Visualise it from the end-users’ point-of-view: they arrive at the login page and have to think “is my login on this site my first name, my surname plus initials, my email, something else?” Now think what happens if they get there and now there’s a Facebook option, Google option and so on. Not unreasonably, they would expect each of these options to be useable and lead to the same result –they get logged on as the same person. And this is not what has been implemented– instead they are going to have to remember not only a username but also which method they used to register – which is why I say this makes things worse not better. Most of them will inevitably finish up with multiple accounts on the site only one of which will be the ‘real’ one and have the correct security roles.

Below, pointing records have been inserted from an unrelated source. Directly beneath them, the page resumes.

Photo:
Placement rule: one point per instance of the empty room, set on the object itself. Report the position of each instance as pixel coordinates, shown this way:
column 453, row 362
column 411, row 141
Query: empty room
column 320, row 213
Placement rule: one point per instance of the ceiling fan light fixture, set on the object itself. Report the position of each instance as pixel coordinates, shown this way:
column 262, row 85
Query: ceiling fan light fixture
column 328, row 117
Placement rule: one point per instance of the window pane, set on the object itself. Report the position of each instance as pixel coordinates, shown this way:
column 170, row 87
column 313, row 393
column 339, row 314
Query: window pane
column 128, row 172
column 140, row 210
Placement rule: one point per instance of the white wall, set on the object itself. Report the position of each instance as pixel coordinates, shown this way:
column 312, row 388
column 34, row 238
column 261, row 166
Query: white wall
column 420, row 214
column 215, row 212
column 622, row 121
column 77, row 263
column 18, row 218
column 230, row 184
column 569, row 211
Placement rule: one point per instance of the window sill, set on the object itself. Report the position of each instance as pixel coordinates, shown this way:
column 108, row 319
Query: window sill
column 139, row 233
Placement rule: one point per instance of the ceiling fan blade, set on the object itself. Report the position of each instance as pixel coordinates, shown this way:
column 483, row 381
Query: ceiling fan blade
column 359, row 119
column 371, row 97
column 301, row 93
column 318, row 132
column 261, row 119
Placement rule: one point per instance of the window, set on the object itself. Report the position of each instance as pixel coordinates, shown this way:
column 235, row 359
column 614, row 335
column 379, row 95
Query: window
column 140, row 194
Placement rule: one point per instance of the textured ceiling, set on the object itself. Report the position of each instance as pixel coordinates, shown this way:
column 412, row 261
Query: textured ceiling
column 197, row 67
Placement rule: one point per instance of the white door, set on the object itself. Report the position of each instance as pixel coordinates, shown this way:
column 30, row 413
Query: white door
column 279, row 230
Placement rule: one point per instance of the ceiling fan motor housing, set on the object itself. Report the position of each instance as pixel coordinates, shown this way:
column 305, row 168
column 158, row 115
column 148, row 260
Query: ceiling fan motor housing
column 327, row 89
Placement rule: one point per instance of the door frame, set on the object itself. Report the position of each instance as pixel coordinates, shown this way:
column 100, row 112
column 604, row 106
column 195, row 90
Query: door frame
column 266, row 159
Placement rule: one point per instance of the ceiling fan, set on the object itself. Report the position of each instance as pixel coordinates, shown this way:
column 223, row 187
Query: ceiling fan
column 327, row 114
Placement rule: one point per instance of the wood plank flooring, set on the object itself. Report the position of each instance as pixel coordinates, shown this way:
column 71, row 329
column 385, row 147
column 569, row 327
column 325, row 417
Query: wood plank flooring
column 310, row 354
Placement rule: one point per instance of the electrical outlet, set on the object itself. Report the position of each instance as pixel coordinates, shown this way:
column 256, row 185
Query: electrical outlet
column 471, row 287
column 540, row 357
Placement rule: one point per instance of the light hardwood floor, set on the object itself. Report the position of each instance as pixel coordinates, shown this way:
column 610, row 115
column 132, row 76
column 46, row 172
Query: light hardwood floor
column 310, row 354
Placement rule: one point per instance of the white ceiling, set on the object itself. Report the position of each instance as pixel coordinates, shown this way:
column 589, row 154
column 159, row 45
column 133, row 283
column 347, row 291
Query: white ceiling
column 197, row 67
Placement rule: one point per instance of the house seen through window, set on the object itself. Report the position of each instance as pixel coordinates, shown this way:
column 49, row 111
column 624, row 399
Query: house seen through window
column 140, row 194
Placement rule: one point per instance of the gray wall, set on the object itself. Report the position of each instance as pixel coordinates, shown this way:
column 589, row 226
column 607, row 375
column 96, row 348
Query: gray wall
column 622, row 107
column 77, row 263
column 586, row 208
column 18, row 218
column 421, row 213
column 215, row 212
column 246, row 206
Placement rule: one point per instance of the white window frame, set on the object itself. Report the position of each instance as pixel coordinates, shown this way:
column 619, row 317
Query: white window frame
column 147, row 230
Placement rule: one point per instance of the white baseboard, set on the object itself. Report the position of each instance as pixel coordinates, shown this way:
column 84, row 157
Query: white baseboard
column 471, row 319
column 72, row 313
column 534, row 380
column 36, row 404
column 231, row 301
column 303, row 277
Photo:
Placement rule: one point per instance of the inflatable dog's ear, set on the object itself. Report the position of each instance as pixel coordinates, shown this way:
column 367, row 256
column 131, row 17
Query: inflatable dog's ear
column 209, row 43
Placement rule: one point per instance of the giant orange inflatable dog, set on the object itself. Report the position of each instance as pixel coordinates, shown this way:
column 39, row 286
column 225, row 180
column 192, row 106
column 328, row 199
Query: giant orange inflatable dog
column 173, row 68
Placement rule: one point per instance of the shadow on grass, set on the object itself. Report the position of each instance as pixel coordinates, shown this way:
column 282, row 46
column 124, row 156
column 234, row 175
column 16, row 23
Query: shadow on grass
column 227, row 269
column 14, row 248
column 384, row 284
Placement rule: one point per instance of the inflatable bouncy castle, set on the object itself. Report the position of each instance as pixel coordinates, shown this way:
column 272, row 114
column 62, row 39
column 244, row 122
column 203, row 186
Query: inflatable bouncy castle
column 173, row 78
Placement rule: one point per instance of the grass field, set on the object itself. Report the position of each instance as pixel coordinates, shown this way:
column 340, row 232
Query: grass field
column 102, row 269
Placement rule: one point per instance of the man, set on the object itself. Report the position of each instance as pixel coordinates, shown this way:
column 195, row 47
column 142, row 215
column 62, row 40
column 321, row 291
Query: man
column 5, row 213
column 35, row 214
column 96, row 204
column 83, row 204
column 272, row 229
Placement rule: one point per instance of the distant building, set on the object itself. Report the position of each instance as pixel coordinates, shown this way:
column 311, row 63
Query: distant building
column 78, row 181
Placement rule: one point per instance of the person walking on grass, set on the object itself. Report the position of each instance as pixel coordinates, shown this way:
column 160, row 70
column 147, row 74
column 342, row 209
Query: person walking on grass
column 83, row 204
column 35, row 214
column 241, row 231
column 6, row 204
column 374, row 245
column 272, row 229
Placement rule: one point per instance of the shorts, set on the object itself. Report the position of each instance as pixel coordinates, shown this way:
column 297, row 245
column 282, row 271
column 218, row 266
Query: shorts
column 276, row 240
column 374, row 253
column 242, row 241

My heart lept with joy when I found the ‘use email address as username’ setting on my first DNN 6.2 test site. “At long last”, I thought, an answer. Wrong. I turned it on, went to login (in a separate browser, I’m not daft! :) ) typed in the email for my admin account and got rejected. I had to type in the username instead, not the email. So then I registered a new user – and sure enough I was only offered email and was only able to login that user using email. A quick glance at the Users table revealed why – all accounts before the setting change had a username and an email – any account created after had only a username (in email format) copied from the email address.
Here’s how, IMHO, it should work. A user account should be identified by a single primary key – the UserID. Each of the available login methods (and any new ones you add) should have a column (or columns if necessary) in this table that records the details for that method for that user. The profile should have the ability to have associated with it the login details for each login provider implemented on the site. The username column just becomes another provider’s login details column, not a key field in its own right as it seems to be at present. Regardless of which login method a user chooses they get the same account.
I believe it is absolutely essential that this or a very similar approach be implemented ASAP, otherwise we are just going to finish up with a dog’s breakfast solution.
Comments please – and if this is not the right stage how do I present this view to the development team?